Another case, Chairez, was pending while Green appealed. In Chairez, the Supreme Court of Illinois found that a statute banning firearms within 1,000 feet of a park was unconstitutional. Citing Chairez, the Illinois appellate court ruled that the ban on guns within 1,000 feet of a school was also unconstitutional under the Second Amendment. From the decision:
¶ 23 In arguing to the contrary, the State cites Heller, in which the Supreme Court stated that nothing in its opinion “should be taken to cast doubt on *** laws forbidding the carrying of firearms in sensitive places such as schools and government buildings,” which it described as “presumptively lawful.” District of Columbia v. Heller, 554 U.S. 570, 626-27, n.26 (2008). But the State conflates regulations banning the carriage of weapons in certain sensitive places (e.g., schools and government buildings) with subsection (c)(1.5), which bans carriage near those places. This distinction is significant. A ban on firearms in specific places imposes less of a burden on the right to bear arms than one that extends to an area of approximately three city blocks around those same places. While a gun owner can simply choose not to enter locations deemed sensitive, it is manifestly more difficult to avoid areas within 1000 feet of those locations, particularly given that there is no notification where the restriction zone begins or ends. Indeed, the ban at issue here, just as the ban 1000 feet around public parks at issue in Chairez, effectively operates as a total ban on the carriage of weapons for self-defense outside the home in Chicago. See Chairez, 2018 IL 121417, ¶ 55.3 As such, it runs afoul of Aguilar, in which the supreme court held that the right to carry firearms is particularly important when traveling outside the home. Id. (citing Aguilar, 2013 IL 112116, ¶¶ 19-20).

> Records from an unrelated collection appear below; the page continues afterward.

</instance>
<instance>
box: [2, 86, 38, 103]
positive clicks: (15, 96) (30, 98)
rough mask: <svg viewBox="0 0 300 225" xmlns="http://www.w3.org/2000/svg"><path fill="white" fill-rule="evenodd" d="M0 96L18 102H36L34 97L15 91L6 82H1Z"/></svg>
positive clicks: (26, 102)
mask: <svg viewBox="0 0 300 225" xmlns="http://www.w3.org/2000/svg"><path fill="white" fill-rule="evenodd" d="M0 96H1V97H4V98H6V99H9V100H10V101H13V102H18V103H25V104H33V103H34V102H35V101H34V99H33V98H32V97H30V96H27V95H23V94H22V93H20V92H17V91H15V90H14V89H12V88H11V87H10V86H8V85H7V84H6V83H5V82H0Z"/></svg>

¶ 24 For these reasons, we conclude that sections 24-1(a)(4), (c)(1.5) and 24-1(a)(10), (c)(1.5), prohibiting possession of a firearm within 1000 feet of a school are facially unconstitutional. We further hold that this portion of the challenged statute is severable from the remaining provisions of the statute. See id ¶ 62
The Court goes on to write that laws that ban the carrying of guns in areas precisely adjacent to schools might be constitutional, and would have to be tested in the courts.
The logic applied to the bans of guns within a 1,000 foot of a park or a school apply equally to the clearly unconstitutional Federal Gun Free School Zone ban enacted first in 1990, then again in 1995 with minor modifications, when the first law was struck down in 1995 by the U.S. Supreme Court in U.S. v. Lopez.
In Lopez, the Court struck down the gun ban on the grounds the federal government did not have the power to enact it under the Commerce Clause.
In 1995 the same law, very slightly modified, was reenacted under strong lobbying by the Clinton administration.
I suspect the 1995 law will eventually come to the attention of the U.S. Supreme Court. Federal prosecutors seem to have been hesitant to charge people under the 1995 law, perhaps for this very reason. The current court has been hesitant to take Second Amendment cases ever since McDonald was heard eight years ago.
President Trump may have an opportunity to change the court from its current make up of four devout leftists, four mostly originalists and textualists, and the swing vote, Justice Kennedy. Ruth Bader Ginsberg is showing her years. Rumors of retirement float around Justice Kennedy. A replacement of either with an originalist and textualist such as Justice Gorsuch could tilt the court back toward the rule of law as it is written.
1 comment:
PrincipAl is what you meant. Not Principle.